Ahead of a Finnish Council Presidency’s conference that aims to set the EU agenda for action on food waste towards 2030, a number of companies have made commitments to reduce their food waste, but a number of barriers still stand in their way.
A lot has been said about the promotion of a circular economy, which officials say will represent half of the EU’s effort to achieve net-zero carbon emissions by 2050, and has been named as “the number one priority” of the upcoming European Green Deal.
Whilst the focus is often on plastic, the circular economy of food waste is also an area with enormous potential to create a positive environmental and social impact.
In the EU, around 88 million tonnes of food waste are generated annually with associated costs estimated at €143 billion. This figure is set to rise to around 126 million tonnes of food waste by 2020.
Wasting food is not only an ethical and economic issue but it also depletes the environment of limited natural resources.
One man’s waste is another man’s treasure
There has recently been a burgeoning of interest in food waste redistribution and recycling, with more and more companies looking to donate their excess food to charities.
Most recently, the cereal and snacks company, Kellogg Europe, has announced a new ambitious target to reduce organic waste, pledging to look into innovative uses of food that would otherwise be wasted.
This includes, amongst other initiatives, the creation of cross-sector collaborations, in which the company is teaming up with others to create value out of a waste product.
In the UK, for example, Kellogg has teamed up with a brewery, Seven Bro7hers, to turn its ‘less-than-perfect’ cereals and discarded grains into beer.
The move is part of the company’s commitment to Champions 12.3, a coalition of multinational businesses and organisations to reduce their food waste in line with the United Nation’s Sustainability Development Goals.
However, the donation of surplus food has often been hampered by an ambiguous policy concerning the use of food waste.
Back in 2017, the EU Court of Auditors released a damning report heavily criticising the European Commission for its failure to contribute to a resource-efficient food supply chain by effectively tackling food waste.

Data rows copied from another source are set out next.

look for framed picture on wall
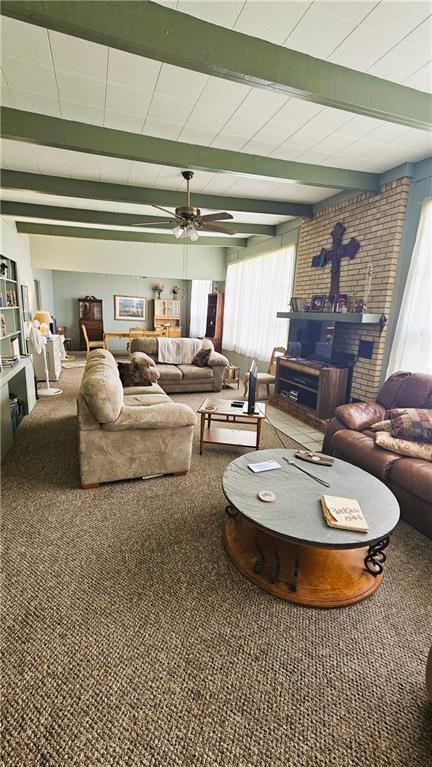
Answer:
[21,285,31,322]
[114,296,146,321]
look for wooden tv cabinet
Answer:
[270,357,348,431]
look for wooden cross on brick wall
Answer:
[312,221,360,304]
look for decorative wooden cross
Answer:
[312,221,360,304]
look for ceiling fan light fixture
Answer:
[172,224,184,239]
[186,225,199,242]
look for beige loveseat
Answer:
[78,349,196,489]
[129,337,229,393]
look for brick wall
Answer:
[294,178,410,399]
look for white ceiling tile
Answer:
[238,88,289,120]
[178,124,217,146]
[104,109,144,133]
[185,104,232,133]
[338,115,384,141]
[328,26,395,71]
[2,56,57,98]
[212,133,245,152]
[0,139,39,173]
[242,140,281,157]
[148,94,194,125]
[142,117,183,140]
[314,0,377,24]
[69,152,102,181]
[128,162,165,186]
[48,30,108,80]
[368,43,430,80]
[100,157,132,184]
[234,0,311,45]
[222,110,266,139]
[106,83,152,117]
[284,6,355,59]
[362,0,431,40]
[1,16,52,67]
[56,69,106,107]
[108,48,161,91]
[155,64,208,101]
[177,0,244,28]
[198,77,251,110]
[404,64,432,93]
[12,88,61,117]
[60,99,104,125]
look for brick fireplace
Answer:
[293,178,410,400]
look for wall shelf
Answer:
[276,312,383,325]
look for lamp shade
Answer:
[33,312,52,325]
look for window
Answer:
[189,280,212,338]
[223,245,295,360]
[387,199,432,376]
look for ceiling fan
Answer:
[133,170,235,242]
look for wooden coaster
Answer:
[257,490,276,503]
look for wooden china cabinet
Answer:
[78,296,104,351]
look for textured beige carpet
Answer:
[2,369,432,767]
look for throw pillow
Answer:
[369,419,391,434]
[192,349,212,368]
[375,431,432,461]
[387,407,432,442]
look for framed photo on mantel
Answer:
[114,296,146,321]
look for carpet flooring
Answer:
[2,369,432,767]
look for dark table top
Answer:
[223,449,399,549]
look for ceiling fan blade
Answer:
[150,202,183,221]
[132,218,177,227]
[198,213,232,221]
[200,222,237,234]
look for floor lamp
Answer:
[29,322,63,397]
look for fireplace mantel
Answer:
[276,312,383,325]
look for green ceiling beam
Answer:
[1,107,378,193]
[0,200,276,237]
[2,0,432,130]
[0,170,313,218]
[16,221,247,248]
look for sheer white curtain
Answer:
[189,280,212,338]
[223,245,295,360]
[387,199,432,376]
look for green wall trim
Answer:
[16,221,247,248]
[1,107,378,192]
[2,0,432,130]
[1,200,276,236]
[1,170,312,218]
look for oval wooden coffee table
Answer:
[223,450,399,607]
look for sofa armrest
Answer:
[207,352,229,368]
[336,402,386,431]
[102,402,196,431]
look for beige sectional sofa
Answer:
[78,349,196,489]
[129,337,229,393]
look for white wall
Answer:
[30,235,226,280]
[33,269,55,317]
[0,218,35,311]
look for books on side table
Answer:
[320,495,369,533]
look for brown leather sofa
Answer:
[323,373,432,538]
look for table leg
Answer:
[256,418,263,450]
[200,413,205,455]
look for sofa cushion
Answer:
[156,362,183,381]
[332,429,400,481]
[389,458,432,503]
[178,365,213,381]
[124,392,171,407]
[80,358,123,423]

In a bid to address this, a revised EU waste legislation, adopted in May 2018, called on the EU countries to take action to reduce food waste at each stage of the food supply chain, monitor and report on food waste levels based on a common EU methodology for measuring food waste.

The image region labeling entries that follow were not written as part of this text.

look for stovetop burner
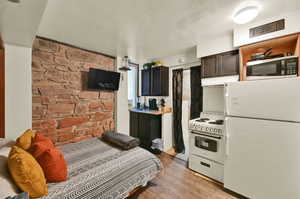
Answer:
[196,118,209,122]
[208,120,224,125]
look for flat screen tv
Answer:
[88,68,120,91]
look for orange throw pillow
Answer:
[7,146,48,198]
[36,148,68,182]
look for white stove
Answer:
[189,113,225,136]
[189,112,225,182]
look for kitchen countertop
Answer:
[129,108,169,115]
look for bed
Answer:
[43,138,161,199]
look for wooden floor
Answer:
[130,154,237,199]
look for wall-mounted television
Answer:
[88,68,120,91]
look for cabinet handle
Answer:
[200,162,210,168]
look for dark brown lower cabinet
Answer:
[130,111,161,151]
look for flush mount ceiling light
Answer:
[8,0,20,3]
[233,5,260,24]
[119,56,131,71]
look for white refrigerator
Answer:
[224,78,300,199]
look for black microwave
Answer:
[247,57,298,76]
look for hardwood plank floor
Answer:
[130,153,237,199]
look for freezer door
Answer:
[225,78,300,121]
[224,117,300,199]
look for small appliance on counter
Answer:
[149,98,158,111]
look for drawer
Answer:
[189,155,224,182]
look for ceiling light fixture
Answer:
[233,5,260,24]
[8,0,20,3]
[119,56,131,71]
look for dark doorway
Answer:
[190,66,203,119]
[172,69,185,153]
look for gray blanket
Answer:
[43,138,161,199]
[102,131,140,150]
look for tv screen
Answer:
[88,68,120,91]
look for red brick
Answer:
[79,91,99,99]
[32,96,42,104]
[59,117,89,128]
[48,104,74,113]
[89,100,102,110]
[54,56,69,66]
[71,135,92,143]
[91,112,113,121]
[75,103,89,114]
[100,91,114,99]
[32,39,115,145]
[32,49,54,64]
[39,87,72,96]
[102,101,114,111]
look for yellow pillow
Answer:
[8,146,48,198]
[16,129,35,150]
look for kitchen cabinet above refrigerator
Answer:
[240,34,300,81]
[201,50,239,86]
[233,10,300,47]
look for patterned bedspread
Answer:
[43,138,161,199]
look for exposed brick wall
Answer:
[32,38,115,145]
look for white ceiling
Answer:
[38,0,300,59]
[0,0,47,47]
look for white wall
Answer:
[4,44,32,139]
[197,32,234,58]
[116,57,129,135]
[0,0,48,48]
[203,86,224,113]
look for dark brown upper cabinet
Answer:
[201,50,239,78]
[142,69,151,96]
[142,66,169,96]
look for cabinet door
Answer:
[151,67,162,96]
[150,115,161,141]
[201,55,217,78]
[129,111,139,138]
[217,51,239,76]
[142,69,151,96]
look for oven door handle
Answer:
[192,131,222,140]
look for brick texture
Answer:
[32,38,115,145]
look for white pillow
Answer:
[0,146,19,198]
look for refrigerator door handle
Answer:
[224,84,229,115]
[225,118,230,156]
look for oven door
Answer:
[190,131,225,163]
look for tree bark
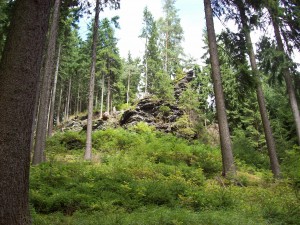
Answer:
[126,69,131,105]
[270,13,300,145]
[65,77,72,121]
[204,0,236,177]
[106,77,111,114]
[0,0,51,225]
[56,86,63,126]
[236,2,280,178]
[84,0,100,160]
[32,0,61,165]
[100,74,104,119]
[48,44,61,136]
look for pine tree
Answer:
[0,0,51,225]
[204,0,235,176]
[158,0,183,77]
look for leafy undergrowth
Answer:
[30,124,300,225]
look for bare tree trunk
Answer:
[56,86,63,126]
[84,0,100,160]
[76,83,80,116]
[270,13,300,145]
[48,44,61,136]
[106,77,111,114]
[204,0,236,177]
[95,91,98,110]
[236,2,280,178]
[144,37,148,95]
[32,0,61,165]
[100,74,104,119]
[65,77,72,121]
[126,69,131,105]
[30,76,42,152]
[0,0,51,225]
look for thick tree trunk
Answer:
[270,13,300,145]
[84,0,100,160]
[204,0,236,176]
[0,0,51,225]
[236,3,280,178]
[32,0,61,165]
[48,44,61,136]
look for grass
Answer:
[30,124,300,225]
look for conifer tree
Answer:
[158,0,183,77]
[0,0,51,222]
[204,0,235,176]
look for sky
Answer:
[80,0,300,64]
[81,0,205,60]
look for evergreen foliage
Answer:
[30,127,300,225]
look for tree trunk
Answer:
[106,77,111,114]
[84,0,100,160]
[32,0,60,165]
[65,77,72,121]
[236,3,280,178]
[56,86,63,126]
[144,37,148,96]
[30,76,41,152]
[0,0,51,225]
[100,74,104,119]
[48,44,61,136]
[204,0,236,176]
[126,69,131,105]
[76,83,80,116]
[270,13,300,145]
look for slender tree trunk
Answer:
[0,0,51,225]
[144,37,148,96]
[76,83,80,116]
[32,0,61,165]
[126,69,131,105]
[84,0,100,160]
[95,91,98,110]
[56,86,63,126]
[48,44,61,136]
[100,74,104,119]
[270,13,300,145]
[63,97,68,122]
[236,3,280,178]
[106,77,111,114]
[204,0,236,176]
[65,77,72,121]
[30,73,42,152]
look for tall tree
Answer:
[234,0,280,178]
[268,0,300,145]
[158,0,183,76]
[0,0,51,225]
[140,7,154,95]
[214,0,280,177]
[32,0,61,165]
[84,0,100,160]
[204,0,235,176]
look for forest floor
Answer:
[30,124,300,225]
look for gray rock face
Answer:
[174,70,194,100]
[120,71,194,132]
[120,97,183,132]
[58,71,194,136]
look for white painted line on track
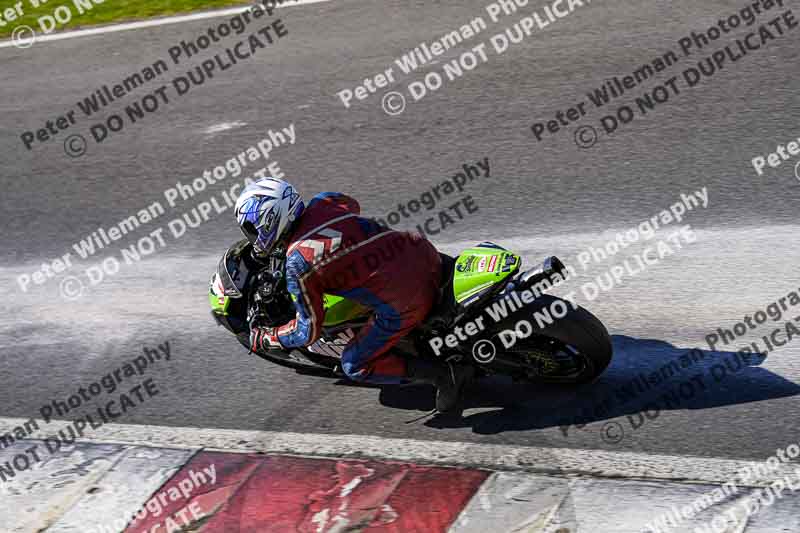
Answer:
[0,0,331,48]
[0,417,796,486]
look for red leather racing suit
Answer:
[277,193,441,383]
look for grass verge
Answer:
[0,0,254,38]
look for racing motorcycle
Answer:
[209,239,612,384]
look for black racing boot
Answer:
[407,358,475,413]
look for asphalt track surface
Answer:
[0,0,800,466]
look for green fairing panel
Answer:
[208,291,231,315]
[453,246,522,303]
[322,294,368,326]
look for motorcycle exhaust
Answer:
[515,255,567,289]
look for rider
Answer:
[235,178,473,412]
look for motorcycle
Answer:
[209,239,612,384]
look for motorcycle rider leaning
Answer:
[235,178,473,412]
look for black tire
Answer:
[488,294,613,384]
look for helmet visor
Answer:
[239,220,258,244]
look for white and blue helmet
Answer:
[234,178,305,254]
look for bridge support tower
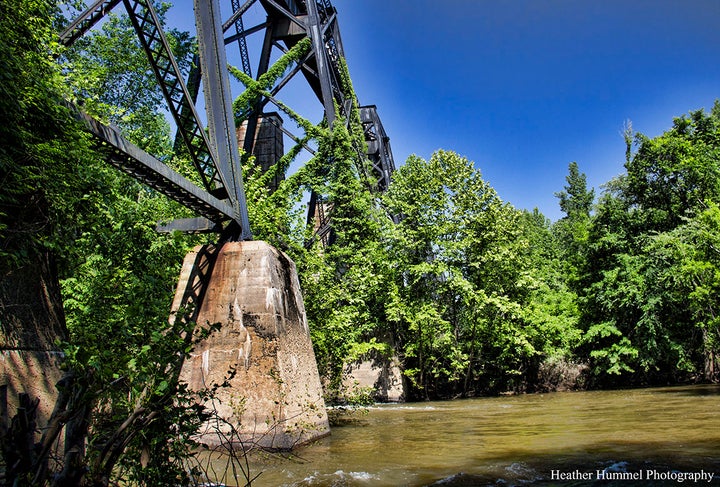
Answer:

This has also led to the creation of a forthcoming paper on the recommendations for action in food waste prevention, due to be adopted by the EU Platform on Food Losses and Food Waste by the end of 2019.

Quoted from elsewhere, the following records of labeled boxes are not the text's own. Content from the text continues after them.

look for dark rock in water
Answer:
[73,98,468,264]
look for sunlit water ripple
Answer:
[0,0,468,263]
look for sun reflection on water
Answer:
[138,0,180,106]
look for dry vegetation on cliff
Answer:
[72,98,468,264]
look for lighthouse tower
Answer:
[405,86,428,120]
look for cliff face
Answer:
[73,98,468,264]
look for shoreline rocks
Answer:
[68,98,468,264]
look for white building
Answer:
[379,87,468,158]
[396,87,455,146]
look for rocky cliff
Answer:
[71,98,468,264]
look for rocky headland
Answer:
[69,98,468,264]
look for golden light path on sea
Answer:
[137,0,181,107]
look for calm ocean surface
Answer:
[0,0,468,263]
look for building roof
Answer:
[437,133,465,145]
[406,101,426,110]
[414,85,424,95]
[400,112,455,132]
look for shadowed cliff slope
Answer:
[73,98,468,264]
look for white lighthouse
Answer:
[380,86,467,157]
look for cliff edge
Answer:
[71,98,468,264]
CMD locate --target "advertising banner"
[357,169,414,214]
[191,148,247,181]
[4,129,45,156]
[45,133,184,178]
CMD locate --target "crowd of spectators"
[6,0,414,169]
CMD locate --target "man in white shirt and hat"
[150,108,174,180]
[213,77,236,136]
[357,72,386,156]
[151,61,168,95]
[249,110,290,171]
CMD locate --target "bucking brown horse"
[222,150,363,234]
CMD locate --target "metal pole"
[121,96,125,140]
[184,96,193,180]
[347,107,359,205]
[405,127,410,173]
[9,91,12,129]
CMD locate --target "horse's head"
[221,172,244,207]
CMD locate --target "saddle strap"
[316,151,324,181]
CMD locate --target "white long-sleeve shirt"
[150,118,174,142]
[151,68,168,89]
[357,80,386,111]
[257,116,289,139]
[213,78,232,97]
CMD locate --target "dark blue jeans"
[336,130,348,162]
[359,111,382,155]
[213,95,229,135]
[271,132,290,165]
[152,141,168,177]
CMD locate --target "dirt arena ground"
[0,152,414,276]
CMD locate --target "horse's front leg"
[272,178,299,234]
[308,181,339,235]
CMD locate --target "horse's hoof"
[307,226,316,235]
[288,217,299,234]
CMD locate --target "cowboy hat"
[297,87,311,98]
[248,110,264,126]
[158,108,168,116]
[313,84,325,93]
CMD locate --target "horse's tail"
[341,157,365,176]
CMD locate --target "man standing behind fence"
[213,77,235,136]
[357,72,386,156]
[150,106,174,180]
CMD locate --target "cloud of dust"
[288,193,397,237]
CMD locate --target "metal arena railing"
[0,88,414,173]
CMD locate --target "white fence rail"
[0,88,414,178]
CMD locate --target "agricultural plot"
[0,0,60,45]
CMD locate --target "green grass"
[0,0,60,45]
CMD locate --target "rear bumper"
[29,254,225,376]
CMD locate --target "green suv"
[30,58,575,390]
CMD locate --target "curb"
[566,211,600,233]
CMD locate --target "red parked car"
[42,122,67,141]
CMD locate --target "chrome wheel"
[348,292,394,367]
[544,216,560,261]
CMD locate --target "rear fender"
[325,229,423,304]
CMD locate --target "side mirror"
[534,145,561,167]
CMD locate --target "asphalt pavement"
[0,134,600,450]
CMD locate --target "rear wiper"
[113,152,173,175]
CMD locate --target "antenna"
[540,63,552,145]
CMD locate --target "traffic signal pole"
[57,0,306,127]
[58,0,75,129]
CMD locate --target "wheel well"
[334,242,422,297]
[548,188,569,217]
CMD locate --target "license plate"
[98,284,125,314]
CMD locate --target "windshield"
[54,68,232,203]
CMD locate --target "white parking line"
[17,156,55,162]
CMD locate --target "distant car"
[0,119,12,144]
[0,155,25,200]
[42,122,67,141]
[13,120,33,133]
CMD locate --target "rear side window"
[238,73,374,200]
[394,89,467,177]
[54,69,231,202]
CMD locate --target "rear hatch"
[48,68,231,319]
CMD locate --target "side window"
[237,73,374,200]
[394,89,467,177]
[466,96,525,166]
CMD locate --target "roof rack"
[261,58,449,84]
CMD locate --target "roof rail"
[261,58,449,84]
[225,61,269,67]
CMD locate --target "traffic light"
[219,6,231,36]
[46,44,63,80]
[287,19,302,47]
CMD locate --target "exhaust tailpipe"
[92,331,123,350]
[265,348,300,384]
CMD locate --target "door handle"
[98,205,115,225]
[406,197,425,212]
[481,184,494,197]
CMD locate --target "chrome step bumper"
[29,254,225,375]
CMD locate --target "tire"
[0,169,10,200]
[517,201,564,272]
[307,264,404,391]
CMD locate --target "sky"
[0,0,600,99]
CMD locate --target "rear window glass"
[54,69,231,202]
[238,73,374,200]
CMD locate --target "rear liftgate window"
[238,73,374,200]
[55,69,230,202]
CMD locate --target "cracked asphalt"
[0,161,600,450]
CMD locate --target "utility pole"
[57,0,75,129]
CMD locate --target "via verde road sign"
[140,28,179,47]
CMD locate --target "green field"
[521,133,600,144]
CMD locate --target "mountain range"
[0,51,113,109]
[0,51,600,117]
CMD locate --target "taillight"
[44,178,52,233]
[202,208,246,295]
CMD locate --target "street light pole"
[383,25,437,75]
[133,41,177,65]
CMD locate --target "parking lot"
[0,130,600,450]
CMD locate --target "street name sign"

This is set to make an important contribution to redesigning our food systems and facilitating the distribution of food waste.
A Finnish spokesperson declined to comment directly on private companies’ decisions to instigate measures to reduce their food waste, highlighting instead that during the EU Presidency Finland has been active in working towards integrating the circular economy as a central part of the next Commission’s work programme.
“We believe that circular economy provides tools to reach climate targets and halt biodiversity loss,” the spokesperson said and added that the creation of a circular economy can also contribute to opening new business opportunities, creating jobs and improving everyday life.
However, food waste donation continues to be a complicated issue.
EURACTIV spoke to Saasha Celestial-One, the co-Founder of OLIO, a mobile app for facilitating food-sharing, who said that ensuring the safety of donated food is particularly challenging. This, she said, sometimes discourages potential food donors and makes them unwilling to take risks associated with liability for donated food.
Celestial-One mentioned, in particular, the issue of companies not adequately complying with food safety regulations for donated food, saying that this can sometimes hinder the donation of food waste.
She also said that it still remains “easier and cheaper” for companies to throw away waste food, stating that there needs to be a financial incentive to encourage companies to donate rather than throw surplus food, citing France as a country that has successfully implemented food waste policy.
Bart Vandewaetere, head of corporate communications and government relations for Nestlé in the EMENA region, told EURACTIV that he encouraged the Commission and member states to continue working on the clarification of date labelling in order to avoid consumer confusion and help reduce their food waste.